Another trend destined to redefine the field is psychedelic-assisted psychotherapy. Research through 2025 shows promising results: 71% of PTSD patients treated with MDMA-assisted therapy report lasting relief at 12 months [31], while 58% of depression patients achieve remission with psilocybin [32]. The FDA has granted “breakthrough therapy” designation to psilocybin for treatment-resistant major depression and to MDMA for PTSD [33]. If Compass Pathways’ phase 3 trials succeed, FDA approval of psilocybin could come in 2026 [34]. The United States is conducting pioneering studies on veterans [35], while in Europe the regulatory framework remains fragmented. For Italy, where specific regulatory frameworks are still lacking, 2026 could represent the year of the first institutional debate on these innovative approaches. Significant in this regard is the launch, in January 2026, of the first Italian advanced training course in Psychedelic-Assisted Therapies, promoted by the Illuminismo Psichedelico Association [36]. The program, accredited for 50 ECM credits, is aimed at physicians, psychiatrists, psychologists and psychotherapists and provides 300 hours of training over 18 months, covering neurobiology and pharmacology of psychedelics, expanded states of consciousness, trauma and PTSD, legal and ethical aspects, and phenomenology of the psychedelic experience. The American Psychological Association has included psychedelic-assisted therapies among the 10 most significant trends for the future of psychology, emphasizing the need to train competent professionals in this emerging field [37].

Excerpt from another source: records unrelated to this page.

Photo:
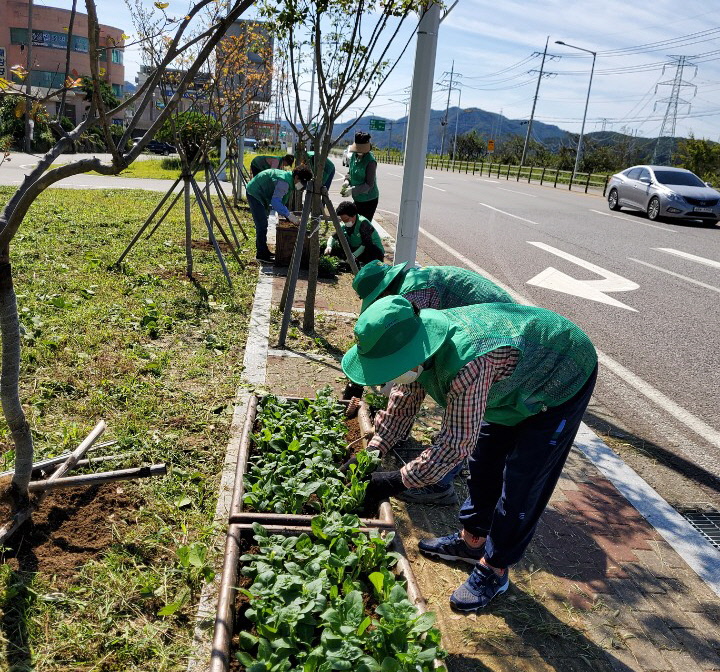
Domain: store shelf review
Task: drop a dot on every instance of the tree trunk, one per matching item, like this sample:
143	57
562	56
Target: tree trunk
9	381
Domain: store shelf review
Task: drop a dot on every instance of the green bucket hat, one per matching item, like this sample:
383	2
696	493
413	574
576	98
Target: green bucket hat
373	279
392	339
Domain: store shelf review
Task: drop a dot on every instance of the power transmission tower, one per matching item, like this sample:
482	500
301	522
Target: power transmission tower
673	100
444	82
541	74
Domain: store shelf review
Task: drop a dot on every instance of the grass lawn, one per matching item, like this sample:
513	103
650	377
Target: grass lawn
159	359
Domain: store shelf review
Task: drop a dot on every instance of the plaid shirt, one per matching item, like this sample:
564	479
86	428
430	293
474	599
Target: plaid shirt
466	400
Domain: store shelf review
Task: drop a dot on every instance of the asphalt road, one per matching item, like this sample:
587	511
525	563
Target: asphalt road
647	293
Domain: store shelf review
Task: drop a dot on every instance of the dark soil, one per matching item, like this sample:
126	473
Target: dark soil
70	528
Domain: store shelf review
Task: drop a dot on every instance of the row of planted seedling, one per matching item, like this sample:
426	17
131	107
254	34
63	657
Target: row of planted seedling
331	593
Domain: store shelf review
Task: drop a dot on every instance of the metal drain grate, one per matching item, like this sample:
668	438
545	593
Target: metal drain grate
705	520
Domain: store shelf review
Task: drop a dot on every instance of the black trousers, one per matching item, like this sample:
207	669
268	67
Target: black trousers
513	472
367	208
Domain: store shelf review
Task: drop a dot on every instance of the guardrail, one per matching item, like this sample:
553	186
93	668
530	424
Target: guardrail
541	174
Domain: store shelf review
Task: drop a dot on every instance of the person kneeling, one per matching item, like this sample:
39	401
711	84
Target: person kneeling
364	240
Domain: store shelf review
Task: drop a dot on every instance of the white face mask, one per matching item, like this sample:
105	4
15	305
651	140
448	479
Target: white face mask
408	377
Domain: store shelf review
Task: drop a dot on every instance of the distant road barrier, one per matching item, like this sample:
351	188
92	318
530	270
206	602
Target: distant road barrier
541	174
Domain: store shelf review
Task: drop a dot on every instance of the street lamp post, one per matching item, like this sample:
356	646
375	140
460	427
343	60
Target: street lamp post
587	100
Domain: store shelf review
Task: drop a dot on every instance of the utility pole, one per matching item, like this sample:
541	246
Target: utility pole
532	114
417	134
28	121
444	122
673	101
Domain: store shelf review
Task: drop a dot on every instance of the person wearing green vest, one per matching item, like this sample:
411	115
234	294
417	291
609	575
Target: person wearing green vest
528	372
361	180
328	169
364	240
264	162
438	287
270	190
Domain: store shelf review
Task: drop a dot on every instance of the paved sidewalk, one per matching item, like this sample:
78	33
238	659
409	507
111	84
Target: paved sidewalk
598	589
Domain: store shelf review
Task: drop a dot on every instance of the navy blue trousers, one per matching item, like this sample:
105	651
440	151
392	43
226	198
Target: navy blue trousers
513	471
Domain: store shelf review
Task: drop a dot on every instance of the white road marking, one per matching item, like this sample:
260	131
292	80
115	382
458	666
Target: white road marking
633	220
594	290
686	255
509	214
514	191
686	418
677	275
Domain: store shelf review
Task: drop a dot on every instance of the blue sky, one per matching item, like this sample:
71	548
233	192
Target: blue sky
484	37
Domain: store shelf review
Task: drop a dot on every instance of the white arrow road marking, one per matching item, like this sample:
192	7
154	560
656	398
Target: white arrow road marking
692	257
634	221
677	275
691	421
515	191
594	290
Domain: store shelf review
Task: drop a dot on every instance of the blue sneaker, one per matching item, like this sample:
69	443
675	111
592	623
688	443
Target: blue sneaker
440	495
452	547
481	586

On the adolescent front, WHO Europe data show that problematic social media use increased from 7% in 2018 to 11% in 2022, with higher percentages among girls [38]. The German National Academy of Sciences Leopoldina has described the situation as part of a “global youth mental health crisis” [39]. In conclusion, prevention and early identification are becoming strategic priorities: through analytics, routine screening, and predictive models, organizations are building systems capable of identifying warning signs before patients reach the emergency department [40].
Conflict of Interest
The author declares no conflict of interest.